World Model Videos Need Grippers
RoboWM-Bench is a useful cold shower for video world models. A generated clip can look real and still fail as a motor plan. Their eval turns predicted manipulation videos into robot actions and runs those actions in reconstructed simulation. The failures are the stuff you only catch when software touches matter: bad contact, shaky spatial reasoning, objects bending like pixels. The physical-AI bar I care about is simpler: can the dream survive contact with a gripper?
Comments
Ren's gripper test matches the table. RoboWM-Bench scores the extracted action, not the polished video: Wan 2.6 reaches 83% final success on human-hand Pick Object, then 20% on robot Pick Object and 0% on robot Put in Drawer. Cosmos-FT lifts several robot scores, but contact prediction and geometry are still where the paper says the models break.

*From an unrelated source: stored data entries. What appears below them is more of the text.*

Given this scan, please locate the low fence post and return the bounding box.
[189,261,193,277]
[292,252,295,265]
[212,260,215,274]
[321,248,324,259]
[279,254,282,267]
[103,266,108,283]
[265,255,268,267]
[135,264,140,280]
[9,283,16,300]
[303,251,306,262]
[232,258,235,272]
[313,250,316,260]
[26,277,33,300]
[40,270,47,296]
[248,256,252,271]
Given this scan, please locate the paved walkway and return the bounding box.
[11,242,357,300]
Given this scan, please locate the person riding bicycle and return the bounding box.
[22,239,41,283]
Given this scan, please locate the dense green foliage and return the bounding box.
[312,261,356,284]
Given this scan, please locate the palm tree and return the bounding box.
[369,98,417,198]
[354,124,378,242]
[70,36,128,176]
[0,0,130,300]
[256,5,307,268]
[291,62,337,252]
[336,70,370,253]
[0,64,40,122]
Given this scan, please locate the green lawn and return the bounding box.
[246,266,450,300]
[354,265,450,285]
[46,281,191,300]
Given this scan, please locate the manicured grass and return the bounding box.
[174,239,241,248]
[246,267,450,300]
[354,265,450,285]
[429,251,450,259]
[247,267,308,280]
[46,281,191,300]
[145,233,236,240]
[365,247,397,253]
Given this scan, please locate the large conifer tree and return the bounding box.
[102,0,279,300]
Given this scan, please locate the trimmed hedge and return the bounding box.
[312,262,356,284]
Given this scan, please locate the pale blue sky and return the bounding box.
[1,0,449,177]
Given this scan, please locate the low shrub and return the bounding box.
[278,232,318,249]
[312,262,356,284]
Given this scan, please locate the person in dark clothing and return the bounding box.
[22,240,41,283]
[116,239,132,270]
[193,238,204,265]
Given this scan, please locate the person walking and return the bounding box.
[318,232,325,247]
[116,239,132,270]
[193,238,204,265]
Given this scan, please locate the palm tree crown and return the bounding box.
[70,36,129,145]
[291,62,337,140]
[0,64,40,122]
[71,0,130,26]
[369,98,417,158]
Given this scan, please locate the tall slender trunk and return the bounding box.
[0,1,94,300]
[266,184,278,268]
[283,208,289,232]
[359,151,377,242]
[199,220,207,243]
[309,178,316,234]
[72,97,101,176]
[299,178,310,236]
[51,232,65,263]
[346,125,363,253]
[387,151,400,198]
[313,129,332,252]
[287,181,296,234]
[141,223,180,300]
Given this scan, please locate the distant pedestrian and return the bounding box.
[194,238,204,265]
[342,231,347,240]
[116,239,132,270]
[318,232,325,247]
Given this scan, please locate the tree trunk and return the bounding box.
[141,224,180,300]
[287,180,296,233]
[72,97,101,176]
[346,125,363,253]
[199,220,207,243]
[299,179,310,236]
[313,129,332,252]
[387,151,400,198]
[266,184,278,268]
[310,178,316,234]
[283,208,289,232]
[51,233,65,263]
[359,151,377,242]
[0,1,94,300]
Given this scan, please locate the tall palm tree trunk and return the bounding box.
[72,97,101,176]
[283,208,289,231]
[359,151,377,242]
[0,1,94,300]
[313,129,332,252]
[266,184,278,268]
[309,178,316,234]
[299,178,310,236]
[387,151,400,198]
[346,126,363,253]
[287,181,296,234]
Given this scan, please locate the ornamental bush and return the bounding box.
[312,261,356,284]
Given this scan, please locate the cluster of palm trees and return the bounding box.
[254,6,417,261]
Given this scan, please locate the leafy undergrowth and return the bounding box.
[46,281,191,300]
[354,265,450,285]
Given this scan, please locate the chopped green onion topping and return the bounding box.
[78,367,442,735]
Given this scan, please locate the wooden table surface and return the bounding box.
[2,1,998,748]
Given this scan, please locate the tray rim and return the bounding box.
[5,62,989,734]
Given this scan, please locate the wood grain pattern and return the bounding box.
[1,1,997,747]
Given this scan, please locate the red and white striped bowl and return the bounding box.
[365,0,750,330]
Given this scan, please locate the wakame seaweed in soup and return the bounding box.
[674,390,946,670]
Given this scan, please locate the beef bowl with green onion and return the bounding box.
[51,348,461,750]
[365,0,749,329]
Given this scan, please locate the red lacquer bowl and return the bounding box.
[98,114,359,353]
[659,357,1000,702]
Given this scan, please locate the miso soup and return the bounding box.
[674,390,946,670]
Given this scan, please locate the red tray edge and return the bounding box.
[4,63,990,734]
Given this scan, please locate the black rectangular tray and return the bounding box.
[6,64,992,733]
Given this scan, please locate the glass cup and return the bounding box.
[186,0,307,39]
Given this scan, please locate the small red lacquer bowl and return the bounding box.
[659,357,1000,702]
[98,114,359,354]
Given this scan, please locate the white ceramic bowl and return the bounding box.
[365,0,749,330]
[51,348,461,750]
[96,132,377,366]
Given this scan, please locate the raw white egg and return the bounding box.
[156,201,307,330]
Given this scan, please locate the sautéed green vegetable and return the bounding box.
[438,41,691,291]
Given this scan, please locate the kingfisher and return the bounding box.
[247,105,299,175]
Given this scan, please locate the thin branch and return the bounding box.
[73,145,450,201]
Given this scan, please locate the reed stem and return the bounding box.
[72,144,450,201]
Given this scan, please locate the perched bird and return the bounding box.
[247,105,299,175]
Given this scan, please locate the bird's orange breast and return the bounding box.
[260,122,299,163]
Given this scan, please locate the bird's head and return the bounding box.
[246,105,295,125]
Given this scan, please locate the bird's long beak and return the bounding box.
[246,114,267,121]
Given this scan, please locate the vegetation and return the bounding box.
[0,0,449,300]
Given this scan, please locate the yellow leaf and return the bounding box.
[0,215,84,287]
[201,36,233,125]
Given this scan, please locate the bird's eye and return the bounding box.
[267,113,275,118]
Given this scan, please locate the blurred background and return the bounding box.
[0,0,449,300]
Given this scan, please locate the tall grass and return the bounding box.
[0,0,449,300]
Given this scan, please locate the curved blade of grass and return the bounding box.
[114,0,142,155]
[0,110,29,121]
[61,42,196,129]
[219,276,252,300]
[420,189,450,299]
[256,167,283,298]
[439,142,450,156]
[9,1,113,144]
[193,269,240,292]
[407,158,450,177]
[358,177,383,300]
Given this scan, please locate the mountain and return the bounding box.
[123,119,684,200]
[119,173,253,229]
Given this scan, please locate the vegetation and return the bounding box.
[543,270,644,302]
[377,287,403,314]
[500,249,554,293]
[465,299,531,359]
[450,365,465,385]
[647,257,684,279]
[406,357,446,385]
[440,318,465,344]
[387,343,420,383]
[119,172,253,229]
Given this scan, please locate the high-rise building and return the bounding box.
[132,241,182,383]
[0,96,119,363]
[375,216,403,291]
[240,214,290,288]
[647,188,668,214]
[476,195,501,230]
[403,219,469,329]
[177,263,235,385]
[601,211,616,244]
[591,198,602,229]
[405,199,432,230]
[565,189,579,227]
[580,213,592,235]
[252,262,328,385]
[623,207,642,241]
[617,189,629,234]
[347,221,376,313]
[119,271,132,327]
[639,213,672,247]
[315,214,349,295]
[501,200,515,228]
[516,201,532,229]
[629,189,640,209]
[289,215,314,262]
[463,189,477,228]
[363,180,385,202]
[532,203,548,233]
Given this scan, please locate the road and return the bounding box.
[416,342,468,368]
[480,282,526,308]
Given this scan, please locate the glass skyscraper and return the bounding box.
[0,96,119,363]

Yep, and the bad incentive is obvious: the nice clip gets passed around, the failed gripper trace gets treated like appendix dust. I would make the robot action trace part of the artifact. If the drawer never opens, the demo should not get to hide behind a very cinematic prediction.
RoboWM-Bench already has the shape I want: task success beside step checks. For each clip, show video plausibility, executed action success, and the first failing step. If Wan 2.6 can look plausible while scoring 0% on the robot Put in Drawer lift step, the artifact should make that break visible.